Ketujuh

9.1K 581 25
                                    

Denzel menatap kekasihnya bingung. Tadi ia bilang mau membicarakan sesuatu. Tetapi sekarang ia hanya menunduk dan menautkan jari-jari tangannya. Denzel menggeleng-gelengkan kepalanya. Ia mengambil cup black coffenya. Lalu menyesapnya perlahan.

"Kamu mau ngomong apa sama aku?" Denzel membuka suara. Tangannya meletakkan cup minumannya.

"Emm a-aku mau kita putus aja gimana?" lirih Salsa diakhir kalimat. Melihat kejadian seminggu yang lalu ia jadi tidak bisa tidur nyenyak karna dihantui rasa bersalah.

Denzel tersentak. Tidak ada angin, tidak ada hujan tiba-tiba meminta putus. Denzel juga merasa sifat Salsa berubah seminggu terakhir. Bisa saja kan salsa selingkuh?.

"Kenapa? Aku butuh alasannya. Tanpa boong." Denzel menyandarkan punggungnya.

"Waktu itu. Ya sekitar seminggu yang lalu aku diajak ketemuan sama Reina. Abis it-

"Kamu bisa balik ke rumah sendiri kan? Aku ada urusan bentar."

Salsa menangguk. Ia menghela nafas karna ceritanya di potong. Denzel mengecup keningnya sekilas lalu melangkah pergi.

Reina menggulung tubuhnya dengan selimut. Ia berdecak kesal. Matanya tidak mau terpejam. Apalagi ia mengingat kejadian antara Denzel dan salsa. Ish. Moodnya turun akhir-akhir ini. Nafsu makannya juga berkurang. Lagi demen makan pedes sama minum soda. Nyari penyakit!. Ia menyingkirkan selimutnya.

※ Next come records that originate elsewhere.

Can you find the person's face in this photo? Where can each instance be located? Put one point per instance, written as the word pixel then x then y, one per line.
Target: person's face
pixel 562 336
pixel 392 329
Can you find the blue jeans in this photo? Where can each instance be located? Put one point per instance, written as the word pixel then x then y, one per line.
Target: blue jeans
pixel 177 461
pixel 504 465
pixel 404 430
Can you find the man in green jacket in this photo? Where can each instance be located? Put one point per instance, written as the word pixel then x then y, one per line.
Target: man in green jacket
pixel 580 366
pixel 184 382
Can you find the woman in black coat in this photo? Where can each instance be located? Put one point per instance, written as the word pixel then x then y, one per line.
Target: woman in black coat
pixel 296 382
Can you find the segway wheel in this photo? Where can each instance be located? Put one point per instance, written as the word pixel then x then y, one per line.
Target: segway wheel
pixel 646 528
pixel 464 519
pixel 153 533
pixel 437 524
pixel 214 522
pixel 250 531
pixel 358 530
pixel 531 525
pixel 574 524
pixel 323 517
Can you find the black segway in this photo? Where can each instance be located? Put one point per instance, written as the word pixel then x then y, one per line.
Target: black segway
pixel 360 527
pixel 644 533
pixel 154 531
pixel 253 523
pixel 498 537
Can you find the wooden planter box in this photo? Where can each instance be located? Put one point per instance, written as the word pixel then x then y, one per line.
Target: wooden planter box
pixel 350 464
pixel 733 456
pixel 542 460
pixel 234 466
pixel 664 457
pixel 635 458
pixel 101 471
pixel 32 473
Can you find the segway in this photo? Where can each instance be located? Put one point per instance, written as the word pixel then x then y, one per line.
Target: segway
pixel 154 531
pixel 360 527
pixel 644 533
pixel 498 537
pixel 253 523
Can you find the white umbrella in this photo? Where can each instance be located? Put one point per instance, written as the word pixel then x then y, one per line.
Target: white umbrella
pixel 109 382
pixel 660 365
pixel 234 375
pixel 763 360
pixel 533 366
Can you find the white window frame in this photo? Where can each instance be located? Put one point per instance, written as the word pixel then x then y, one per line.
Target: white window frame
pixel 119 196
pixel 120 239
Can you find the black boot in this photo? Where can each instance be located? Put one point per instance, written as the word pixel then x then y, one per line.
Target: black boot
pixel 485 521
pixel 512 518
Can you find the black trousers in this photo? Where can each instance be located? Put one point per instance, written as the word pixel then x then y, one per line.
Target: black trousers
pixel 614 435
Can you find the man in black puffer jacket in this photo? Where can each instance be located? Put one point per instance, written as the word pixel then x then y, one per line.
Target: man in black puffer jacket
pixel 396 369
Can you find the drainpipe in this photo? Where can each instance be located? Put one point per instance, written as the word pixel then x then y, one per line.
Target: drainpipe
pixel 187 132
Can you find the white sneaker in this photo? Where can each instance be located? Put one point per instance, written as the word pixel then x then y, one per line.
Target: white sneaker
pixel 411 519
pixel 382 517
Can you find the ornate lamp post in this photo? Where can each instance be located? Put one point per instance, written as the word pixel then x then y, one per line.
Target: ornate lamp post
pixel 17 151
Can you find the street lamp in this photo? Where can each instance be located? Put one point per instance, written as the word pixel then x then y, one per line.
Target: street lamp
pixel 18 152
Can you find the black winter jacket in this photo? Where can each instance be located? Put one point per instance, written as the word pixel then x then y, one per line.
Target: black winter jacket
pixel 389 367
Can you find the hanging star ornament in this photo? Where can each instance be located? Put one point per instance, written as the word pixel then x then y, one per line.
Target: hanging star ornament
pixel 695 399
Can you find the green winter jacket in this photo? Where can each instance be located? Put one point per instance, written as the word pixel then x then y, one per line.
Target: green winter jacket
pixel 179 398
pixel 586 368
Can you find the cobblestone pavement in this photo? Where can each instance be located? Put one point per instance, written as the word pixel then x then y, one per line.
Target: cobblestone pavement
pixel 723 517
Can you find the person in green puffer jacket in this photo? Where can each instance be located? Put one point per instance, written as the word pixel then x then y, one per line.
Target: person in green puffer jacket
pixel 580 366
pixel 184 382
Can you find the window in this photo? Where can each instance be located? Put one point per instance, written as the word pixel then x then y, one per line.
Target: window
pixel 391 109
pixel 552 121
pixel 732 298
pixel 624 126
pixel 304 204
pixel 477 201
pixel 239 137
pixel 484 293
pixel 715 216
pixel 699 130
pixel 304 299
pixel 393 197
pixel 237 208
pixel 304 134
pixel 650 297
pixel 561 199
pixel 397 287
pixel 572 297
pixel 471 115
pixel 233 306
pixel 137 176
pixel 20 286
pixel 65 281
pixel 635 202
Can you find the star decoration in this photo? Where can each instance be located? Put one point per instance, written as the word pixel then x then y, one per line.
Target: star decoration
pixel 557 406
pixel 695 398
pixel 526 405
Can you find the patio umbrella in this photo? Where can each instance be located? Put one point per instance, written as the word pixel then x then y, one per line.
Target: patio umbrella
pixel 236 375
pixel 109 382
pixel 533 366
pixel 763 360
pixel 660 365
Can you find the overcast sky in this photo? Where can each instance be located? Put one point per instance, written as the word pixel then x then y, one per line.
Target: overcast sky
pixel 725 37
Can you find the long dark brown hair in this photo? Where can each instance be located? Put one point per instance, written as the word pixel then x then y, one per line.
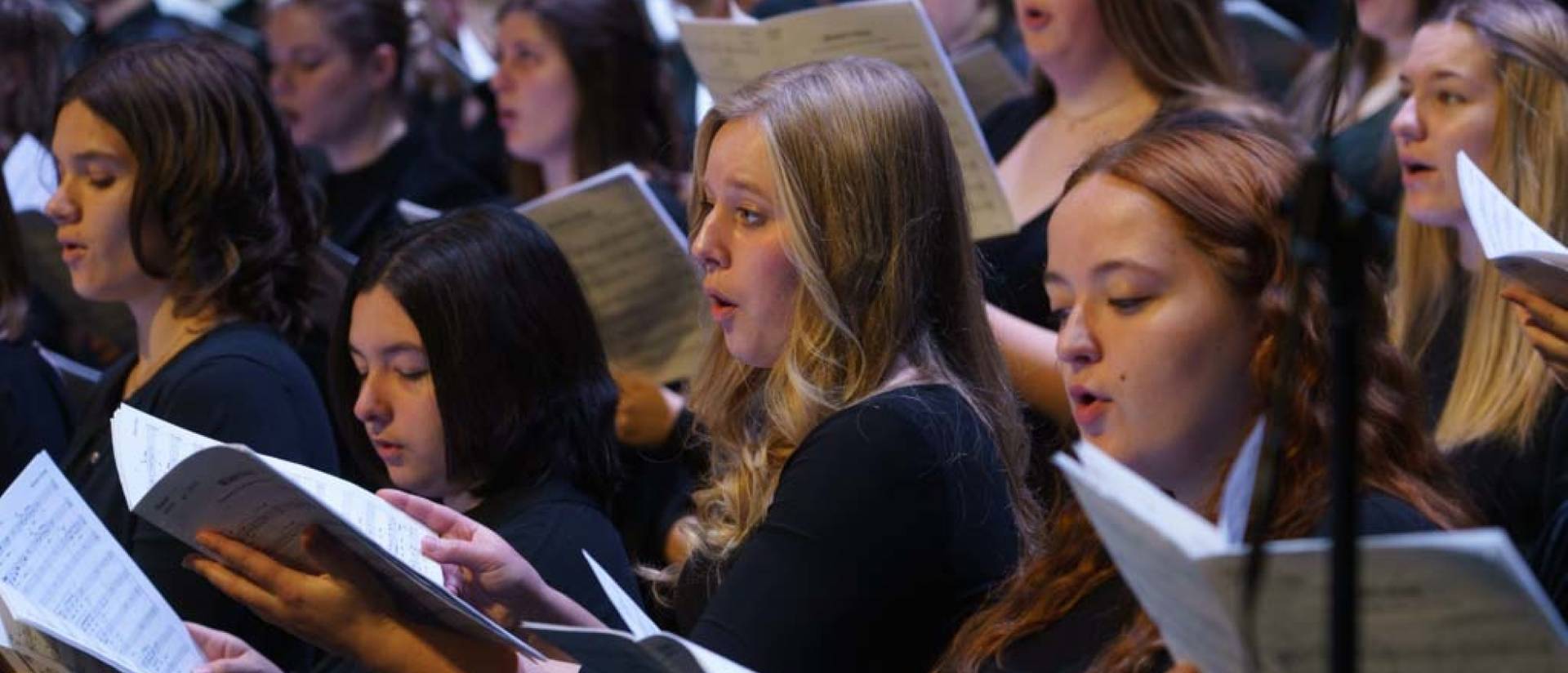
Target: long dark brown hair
pixel 1227 182
pixel 32 51
pixel 521 378
pixel 1312 88
pixel 218 207
pixel 623 95
pixel 1178 49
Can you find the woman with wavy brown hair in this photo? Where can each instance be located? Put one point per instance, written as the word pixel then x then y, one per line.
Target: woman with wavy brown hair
pixel 180 198
pixel 1102 71
pixel 1170 277
pixel 866 452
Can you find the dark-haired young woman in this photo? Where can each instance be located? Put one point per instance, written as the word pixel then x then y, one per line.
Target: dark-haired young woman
pixel 468 369
pixel 581 90
pixel 337 78
pixel 180 198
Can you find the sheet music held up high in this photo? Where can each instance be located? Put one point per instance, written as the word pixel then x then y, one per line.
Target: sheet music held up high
pixel 632 262
pixel 65 576
pixel 1510 238
pixel 728 54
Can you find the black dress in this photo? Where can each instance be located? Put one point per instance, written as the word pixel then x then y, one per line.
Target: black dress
pixel 889 524
pixel 1513 487
pixel 1071 644
pixel 33 410
pixel 1013 265
pixel 238 383
pixel 363 203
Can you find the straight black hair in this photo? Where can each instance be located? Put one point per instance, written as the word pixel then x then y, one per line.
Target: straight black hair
pixel 521 378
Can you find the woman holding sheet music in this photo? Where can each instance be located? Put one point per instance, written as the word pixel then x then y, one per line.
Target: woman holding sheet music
pixel 1170 277
pixel 468 369
pixel 180 198
pixel 579 90
pixel 866 454
pixel 1490 78
pixel 337 76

Mungkin berjalan-jalan di tengah malam akan membuatnya lebih segar. Malam yang gelap dan dingin. Sepertinya cocok sekali dengan kondisi hatinya. Ia bangkit dari kasurnya. Memakai baju apa adanya dan bergegas pergi. Ia menutup pintu apartementnya tak lupa juga untuk menguncinya.

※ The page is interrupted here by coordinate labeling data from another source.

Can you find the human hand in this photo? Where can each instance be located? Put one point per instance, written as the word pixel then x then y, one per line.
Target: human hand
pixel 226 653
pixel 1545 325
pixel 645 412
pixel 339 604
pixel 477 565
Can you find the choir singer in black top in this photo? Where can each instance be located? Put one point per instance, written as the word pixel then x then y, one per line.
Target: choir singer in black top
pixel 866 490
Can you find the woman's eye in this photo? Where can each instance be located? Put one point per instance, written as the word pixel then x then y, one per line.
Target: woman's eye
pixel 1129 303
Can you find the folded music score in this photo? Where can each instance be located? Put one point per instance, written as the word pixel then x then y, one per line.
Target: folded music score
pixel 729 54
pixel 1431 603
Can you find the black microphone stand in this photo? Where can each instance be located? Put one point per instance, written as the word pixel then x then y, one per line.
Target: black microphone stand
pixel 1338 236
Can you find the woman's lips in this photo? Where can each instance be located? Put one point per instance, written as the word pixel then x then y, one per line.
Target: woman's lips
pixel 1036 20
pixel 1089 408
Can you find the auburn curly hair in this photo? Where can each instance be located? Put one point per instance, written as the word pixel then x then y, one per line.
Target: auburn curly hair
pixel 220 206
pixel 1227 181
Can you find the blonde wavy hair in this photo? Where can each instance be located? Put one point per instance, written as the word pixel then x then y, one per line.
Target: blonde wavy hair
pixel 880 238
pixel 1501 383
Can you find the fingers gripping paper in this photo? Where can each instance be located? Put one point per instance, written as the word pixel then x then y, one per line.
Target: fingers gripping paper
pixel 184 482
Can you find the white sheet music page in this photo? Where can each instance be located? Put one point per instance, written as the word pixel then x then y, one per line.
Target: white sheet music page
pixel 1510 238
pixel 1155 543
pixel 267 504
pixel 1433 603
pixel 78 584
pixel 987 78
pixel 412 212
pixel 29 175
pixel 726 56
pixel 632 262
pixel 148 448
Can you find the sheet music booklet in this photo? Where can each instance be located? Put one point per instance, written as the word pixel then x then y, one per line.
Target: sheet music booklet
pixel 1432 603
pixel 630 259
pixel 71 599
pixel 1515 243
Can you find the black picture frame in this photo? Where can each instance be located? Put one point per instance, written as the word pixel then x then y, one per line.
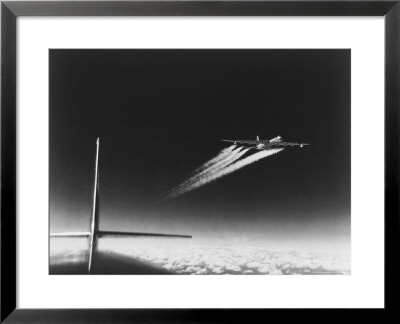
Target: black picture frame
pixel 10 10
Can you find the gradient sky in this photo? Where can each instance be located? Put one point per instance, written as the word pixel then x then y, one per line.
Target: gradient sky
pixel 161 113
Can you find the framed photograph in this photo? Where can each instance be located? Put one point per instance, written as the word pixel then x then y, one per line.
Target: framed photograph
pixel 186 161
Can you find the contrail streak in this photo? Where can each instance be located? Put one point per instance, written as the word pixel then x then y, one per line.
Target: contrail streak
pixel 202 179
pixel 231 157
pixel 221 172
pixel 225 152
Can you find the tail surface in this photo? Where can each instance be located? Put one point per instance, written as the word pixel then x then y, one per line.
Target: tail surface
pixel 94 224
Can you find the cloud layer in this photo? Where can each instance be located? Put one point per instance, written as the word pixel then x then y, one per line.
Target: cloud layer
pixel 205 259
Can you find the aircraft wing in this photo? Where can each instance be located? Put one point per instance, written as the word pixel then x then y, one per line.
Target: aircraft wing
pixel 249 142
pixel 292 144
pixel 70 234
pixel 136 234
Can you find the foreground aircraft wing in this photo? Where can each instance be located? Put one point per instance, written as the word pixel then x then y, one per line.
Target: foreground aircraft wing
pixel 250 142
pixel 135 234
pixel 70 234
pixel 292 144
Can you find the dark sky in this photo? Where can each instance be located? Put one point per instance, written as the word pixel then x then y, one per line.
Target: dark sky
pixel 161 113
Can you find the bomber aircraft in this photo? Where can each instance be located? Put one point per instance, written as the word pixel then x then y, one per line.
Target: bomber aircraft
pixel 258 144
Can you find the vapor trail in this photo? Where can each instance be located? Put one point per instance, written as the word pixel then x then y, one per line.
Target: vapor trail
pixel 229 158
pixel 207 176
pixel 225 152
pixel 221 172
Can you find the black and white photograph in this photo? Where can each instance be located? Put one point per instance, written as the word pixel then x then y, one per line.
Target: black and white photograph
pixel 200 161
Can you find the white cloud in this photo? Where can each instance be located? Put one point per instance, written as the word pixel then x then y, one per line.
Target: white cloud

"Rei." gadis itu menoleh dan mendapati Denzel tengah berdiri dihadapannya. Mata biru yang biasanya menatapnya hangat. Kini menatapnya tajam menusuk.

"Eh-ya,"

"Apa lo gak punya kerjaan lain selain ngurusin hidup orang? Dan sekarang menjelma jadi perusak hubungan orang, gitu?

Reina mengernyit
"Maksud lo?"

"Gak usah pura-pura bego. Lo nemuin salsa dan nyuruh Salsa putus sama gue kan? Iya?" Bentak Denzel. Reina tersenyun tipis. Denzel membentaknya. Denzel mengatainya bego. Sebegitunyakah?

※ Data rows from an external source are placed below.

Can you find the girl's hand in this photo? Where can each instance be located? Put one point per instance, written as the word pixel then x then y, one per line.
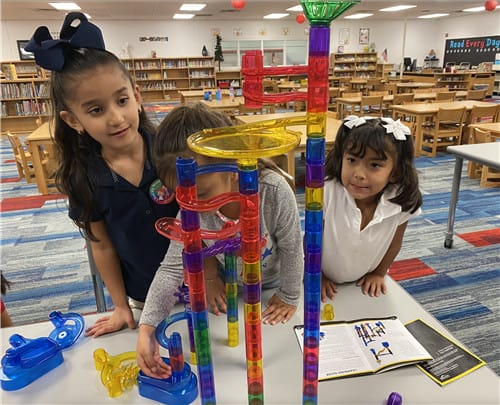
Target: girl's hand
pixel 328 288
pixel 148 354
pixel 277 311
pixel 216 295
pixel 120 318
pixel 372 284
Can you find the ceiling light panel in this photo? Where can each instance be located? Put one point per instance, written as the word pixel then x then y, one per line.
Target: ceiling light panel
pixel 275 16
pixel 397 8
pixel 192 7
pixel 437 15
pixel 358 16
pixel 183 16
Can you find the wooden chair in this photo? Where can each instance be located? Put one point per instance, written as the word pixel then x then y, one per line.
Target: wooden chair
pixel 333 93
pixel 50 162
pixel 23 158
pixel 479 95
pixel 480 114
pixel 378 92
pixel 444 130
pixel 399 99
pixel 348 108
pixel 446 96
pixel 345 82
pixel 373 84
pixel 489 177
pixel 371 105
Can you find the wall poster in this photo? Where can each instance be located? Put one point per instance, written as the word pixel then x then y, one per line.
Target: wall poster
pixel 471 50
pixel 364 36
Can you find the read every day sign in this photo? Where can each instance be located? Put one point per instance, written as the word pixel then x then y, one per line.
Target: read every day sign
pixel 472 50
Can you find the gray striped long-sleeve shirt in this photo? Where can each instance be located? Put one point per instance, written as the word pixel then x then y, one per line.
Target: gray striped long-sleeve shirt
pixel 281 259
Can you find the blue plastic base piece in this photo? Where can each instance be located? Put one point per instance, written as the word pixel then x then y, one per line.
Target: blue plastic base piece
pixel 181 392
pixel 28 360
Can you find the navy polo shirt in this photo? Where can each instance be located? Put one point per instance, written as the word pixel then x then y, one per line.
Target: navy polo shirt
pixel 130 215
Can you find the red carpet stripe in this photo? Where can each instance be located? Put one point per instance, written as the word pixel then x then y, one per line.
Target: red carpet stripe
pixel 409 268
pixel 26 203
pixel 10 180
pixel 482 238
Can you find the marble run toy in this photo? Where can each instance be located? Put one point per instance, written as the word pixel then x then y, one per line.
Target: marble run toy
pixel 118 373
pixel 29 359
pixel 245 144
pixel 327 313
pixel 181 388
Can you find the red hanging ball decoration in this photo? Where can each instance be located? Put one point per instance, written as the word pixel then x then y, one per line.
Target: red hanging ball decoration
pixel 238 4
pixel 490 5
pixel 301 18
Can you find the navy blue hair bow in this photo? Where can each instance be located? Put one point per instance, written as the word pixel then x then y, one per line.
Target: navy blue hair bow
pixel 50 53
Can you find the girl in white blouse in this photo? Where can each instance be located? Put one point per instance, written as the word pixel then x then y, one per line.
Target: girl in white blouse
pixel 370 192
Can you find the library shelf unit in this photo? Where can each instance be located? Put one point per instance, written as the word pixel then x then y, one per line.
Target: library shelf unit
pixel 356 64
pixel 227 78
pixel 384 69
pixel 25 101
pixel 453 81
pixel 162 78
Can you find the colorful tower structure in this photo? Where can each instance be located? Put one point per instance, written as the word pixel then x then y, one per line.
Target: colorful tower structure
pixel 320 14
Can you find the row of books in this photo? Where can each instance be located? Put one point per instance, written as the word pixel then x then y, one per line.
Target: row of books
pixel 25 108
pixel 24 90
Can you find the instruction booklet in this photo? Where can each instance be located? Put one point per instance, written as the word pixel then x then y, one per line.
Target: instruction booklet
pixel 364 346
pixel 450 361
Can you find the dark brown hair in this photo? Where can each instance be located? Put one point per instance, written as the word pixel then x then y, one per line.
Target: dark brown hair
pixel 373 135
pixel 178 125
pixel 74 150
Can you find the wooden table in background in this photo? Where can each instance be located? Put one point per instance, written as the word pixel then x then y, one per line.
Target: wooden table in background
pixel 197 95
pixel 225 104
pixel 388 99
pixel 409 86
pixel 421 110
pixel 332 126
pixel 37 142
pixel 482 153
pixel 493 127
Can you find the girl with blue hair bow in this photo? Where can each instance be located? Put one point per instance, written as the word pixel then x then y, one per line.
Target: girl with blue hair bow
pixel 104 142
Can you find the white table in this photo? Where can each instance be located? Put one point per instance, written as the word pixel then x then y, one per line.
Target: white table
pixel 482 153
pixel 76 381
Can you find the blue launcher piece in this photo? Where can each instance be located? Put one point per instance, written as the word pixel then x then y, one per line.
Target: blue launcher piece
pixel 29 359
pixel 395 398
pixel 178 389
pixel 181 388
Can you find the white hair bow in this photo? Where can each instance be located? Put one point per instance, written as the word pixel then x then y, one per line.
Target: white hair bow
pixel 352 121
pixel 397 128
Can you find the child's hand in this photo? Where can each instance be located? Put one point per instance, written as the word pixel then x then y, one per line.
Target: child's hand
pixel 216 295
pixel 328 288
pixel 148 354
pixel 121 317
pixel 372 284
pixel 277 311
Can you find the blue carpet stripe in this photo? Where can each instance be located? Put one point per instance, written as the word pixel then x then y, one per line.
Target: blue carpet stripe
pixel 43 254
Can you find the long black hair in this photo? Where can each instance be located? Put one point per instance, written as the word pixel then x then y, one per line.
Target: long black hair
pixel 75 151
pixel 373 135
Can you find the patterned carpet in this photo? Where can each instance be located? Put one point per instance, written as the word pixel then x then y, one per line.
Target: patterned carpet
pixel 43 254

"Bukan gitu ceritanya. Gue bisa jelasin."

"Halah. Terus lo mau nuduh salsa boong sama gue, gitu?"

Reina menggeleng. Bukan begitu ceritanya.

"Harusnya lo bahagia kalo gue bahagia, bukannya malah nyuruh gue putus! Gue tau lo sayang dan cinta sama gue. Tapi cinta gak bisa dipaksain Rei. Mikir dikit!"

Hatinya mencelos. Reina menahan dirinya. Ia baru pertama kali melihat Denzel kaya gini.

"Lo tau gak? Lo itu kaya wanita murahan yang ngejar-ngejar gue." Denzel tersentak dengan perkataannya. Maaf Rei maaf.

Sakit. Pait. Nyelekit. Hatinya nyeri. Kata-kata Denzel benar-benar tepat menghunus jantungnya. Luka seminggu yang lalu belum tertutup sempurna kini terbuka lebar lagi. Matanya memburam karna ada air bening yang bergerumul dimatanya. Ia menatap nanar wajah Denzel yang memerah menahan amarah.

Plak.

Bunyinya nyaring sekali. Denzel menatap tangannya. Lalu beralih menatap Reina yang mengangakan mulutnya. Reina memegangi pipinya yang panas. Sakit. Namun hatinya jauh lebih sakit. Hatinya tersayat-sayat manis.

Denzel menamparnya?. Ia menatap pria itu tak percaya. Tangisannya yang ia tahan kini mengalir begitu saja. Bahkan Denzel hanya diam berdiri memperhatikannya dengan tatapan yang tajam.